Audit network and system logs.
Usually, reading logs in operating system and network are done ‘reactively.’ That is when an issue is already happening, and one of the most reliable way to search for the cause of the problem is the log files. Log files are there to take note all the action that happened in a computer or network in a particular time. These are very useful in tracking down a problem or even find incidents of a problem that has not yet manifested for end-users. The use of system logs to audit the network and the operating system is the best way to maintaining them in tip-top shape the day regular office hours resumes.
Backup configurations.
Serious professionals take backups serious, especially those company-critical files that the firm cannot afford to lose. But something is missing, configuration backups. These are small text files, usually in CSV (comma separated value) format which can rebuild the configuration of a hardware device by just importing it to the admin page. Backup configurations in order to decrease the time required to rebuild the exact configuration of a hardware device. This is beyond data backup, as an efficient backup configuration policy lessens the workload of the system admins during the times of downtime, where configuration needs to be restored ASAP.

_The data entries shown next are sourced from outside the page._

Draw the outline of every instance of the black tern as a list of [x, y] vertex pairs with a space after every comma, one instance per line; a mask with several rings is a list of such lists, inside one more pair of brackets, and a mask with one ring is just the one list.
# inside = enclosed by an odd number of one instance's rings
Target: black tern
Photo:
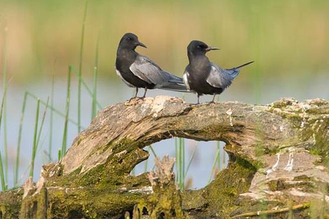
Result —
[[139, 88], [144, 88], [145, 97], [148, 89], [159, 88], [188, 92], [182, 78], [163, 71], [150, 58], [135, 51], [138, 46], [147, 48], [138, 37], [131, 33], [121, 38], [117, 51], [115, 69], [119, 77], [129, 87], [136, 88], [135, 97]]
[[231, 69], [222, 69], [211, 63], [205, 55], [208, 51], [218, 49], [198, 40], [191, 41], [187, 46], [189, 64], [185, 69], [183, 80], [187, 90], [197, 94], [198, 104], [200, 96], [204, 94], [213, 95], [211, 102], [213, 102], [216, 95], [220, 94], [231, 85], [240, 68], [254, 62]]

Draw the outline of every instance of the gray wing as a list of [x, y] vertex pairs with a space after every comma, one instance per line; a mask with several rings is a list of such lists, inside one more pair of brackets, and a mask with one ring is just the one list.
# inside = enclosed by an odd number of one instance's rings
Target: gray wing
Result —
[[211, 63], [210, 72], [207, 77], [207, 83], [212, 87], [225, 89], [232, 84], [234, 79], [231, 72], [221, 69], [219, 66]]
[[149, 84], [162, 85], [170, 83], [182, 83], [180, 78], [163, 71], [149, 58], [139, 55], [129, 67], [135, 75]]

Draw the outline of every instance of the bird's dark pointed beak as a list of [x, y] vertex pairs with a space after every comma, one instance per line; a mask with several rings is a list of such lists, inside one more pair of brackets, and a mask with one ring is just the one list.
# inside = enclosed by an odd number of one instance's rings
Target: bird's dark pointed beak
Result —
[[142, 47], [148, 48], [148, 47], [146, 47], [146, 46], [144, 43], [142, 43], [141, 42], [137, 42], [136, 43], [136, 46], [142, 46]]
[[208, 48], [206, 49], [206, 52], [208, 52], [210, 50], [218, 50], [220, 49], [217, 47], [213, 47], [212, 46], [208, 46]]

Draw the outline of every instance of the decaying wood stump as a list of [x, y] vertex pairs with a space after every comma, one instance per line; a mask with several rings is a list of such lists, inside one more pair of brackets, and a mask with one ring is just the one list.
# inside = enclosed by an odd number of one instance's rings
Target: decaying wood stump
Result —
[[[329, 209], [329, 103], [321, 99], [282, 99], [267, 106], [193, 105], [166, 96], [133, 99], [100, 111], [60, 162], [43, 167], [43, 193], [34, 199], [33, 193], [22, 199], [22, 188], [1, 193], [0, 212], [2, 218], [37, 211], [46, 211], [48, 219], [124, 218], [138, 206], [135, 213], [148, 212], [143, 216], [147, 218], [165, 216], [161, 211], [171, 206], [159, 205], [171, 199], [181, 205], [173, 209], [182, 211], [171, 215], [177, 218], [324, 218]], [[145, 146], [173, 136], [224, 141], [227, 168], [205, 188], [172, 190], [176, 195], [156, 191], [154, 185], [153, 189], [147, 173], [130, 175], [148, 159]], [[170, 183], [165, 186], [172, 189]], [[46, 210], [27, 210], [27, 201], [40, 196], [47, 202], [40, 198], [43, 202], [35, 201], [36, 206], [46, 203]]]

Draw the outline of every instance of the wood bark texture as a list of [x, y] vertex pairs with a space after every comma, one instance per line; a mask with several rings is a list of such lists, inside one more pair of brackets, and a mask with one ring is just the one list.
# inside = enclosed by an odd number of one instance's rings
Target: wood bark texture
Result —
[[[0, 218], [326, 218], [329, 124], [322, 99], [132, 99], [99, 112], [60, 162], [43, 167], [36, 185], [29, 179], [1, 193]], [[144, 147], [173, 137], [225, 142], [227, 168], [198, 190], [177, 190], [167, 157], [155, 172], [130, 175], [148, 159]]]

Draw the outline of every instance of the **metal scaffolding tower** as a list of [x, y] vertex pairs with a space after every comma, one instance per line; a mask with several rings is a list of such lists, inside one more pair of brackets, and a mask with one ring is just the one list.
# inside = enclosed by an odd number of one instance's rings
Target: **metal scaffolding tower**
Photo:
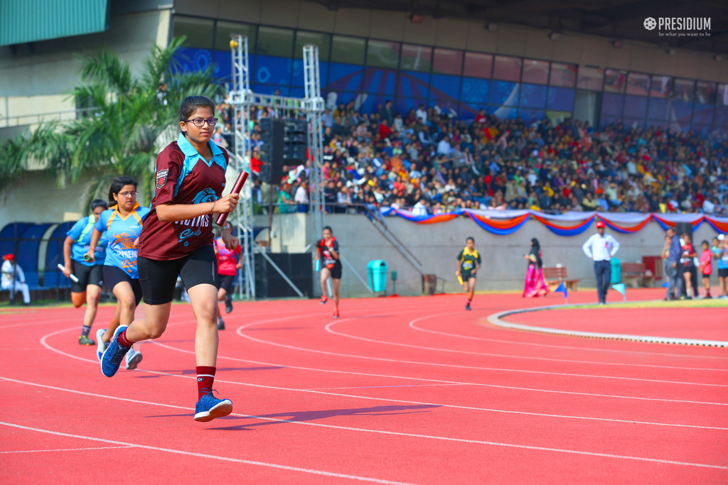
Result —
[[[270, 108], [276, 117], [306, 116], [308, 121], [309, 213], [311, 221], [311, 243], [313, 245], [321, 236], [325, 223], [323, 180], [321, 172], [323, 147], [321, 139], [321, 115], [324, 100], [321, 97], [319, 79], [318, 47], [304, 46], [304, 98], [272, 95], [257, 95], [250, 90], [250, 68], [248, 62], [248, 37], [240, 34], [231, 36], [230, 49], [232, 55], [232, 89], [227, 102], [233, 107], [233, 131], [235, 140], [234, 168], [250, 171], [252, 146], [250, 135], [250, 108], [253, 106]], [[264, 248], [256, 246], [253, 227], [252, 183], [248, 183], [241, 194], [238, 210], [234, 212], [241, 244], [243, 245], [243, 265], [239, 277], [243, 284], [239, 285], [239, 296], [248, 299], [256, 297], [256, 265], [253, 254], [264, 252]], [[315, 253], [314, 253], [315, 255]], [[314, 257], [312, 257], [312, 267]], [[313, 285], [314, 292], [317, 288]]]

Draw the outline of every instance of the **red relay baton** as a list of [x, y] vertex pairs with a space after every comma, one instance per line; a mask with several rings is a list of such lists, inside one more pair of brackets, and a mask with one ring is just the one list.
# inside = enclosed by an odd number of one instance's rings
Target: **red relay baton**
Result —
[[[240, 191], [242, 190], [242, 186], [245, 185], [245, 180], [248, 180], [248, 173], [247, 172], [241, 172], [240, 175], [237, 176], [237, 180], [235, 180], [235, 185], [232, 186], [232, 191], [230, 193], [240, 193]], [[218, 225], [223, 226], [225, 225], [225, 221], [227, 220], [227, 216], [229, 212], [223, 212], [218, 216], [218, 220], [216, 221]]]

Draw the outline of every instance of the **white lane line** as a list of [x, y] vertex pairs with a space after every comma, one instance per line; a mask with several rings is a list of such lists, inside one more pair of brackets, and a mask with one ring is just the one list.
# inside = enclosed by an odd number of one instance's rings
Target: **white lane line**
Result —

Disable features that only widens attack surface.
Unneeded plugins and extensions need to be removed, as keeping them only widens attack surface. Some examples of which are Adobe Flash and Microsoft Silverlight, two streaming technologies that are being rendered obsolete. Letting these two apps installed without any utility is not only wasted resource usage, but also widens the possibility of being targeted by exploits. A strict audit of apps that are needed by an organization in order to ascertain what apps to use and what apps to uninstall.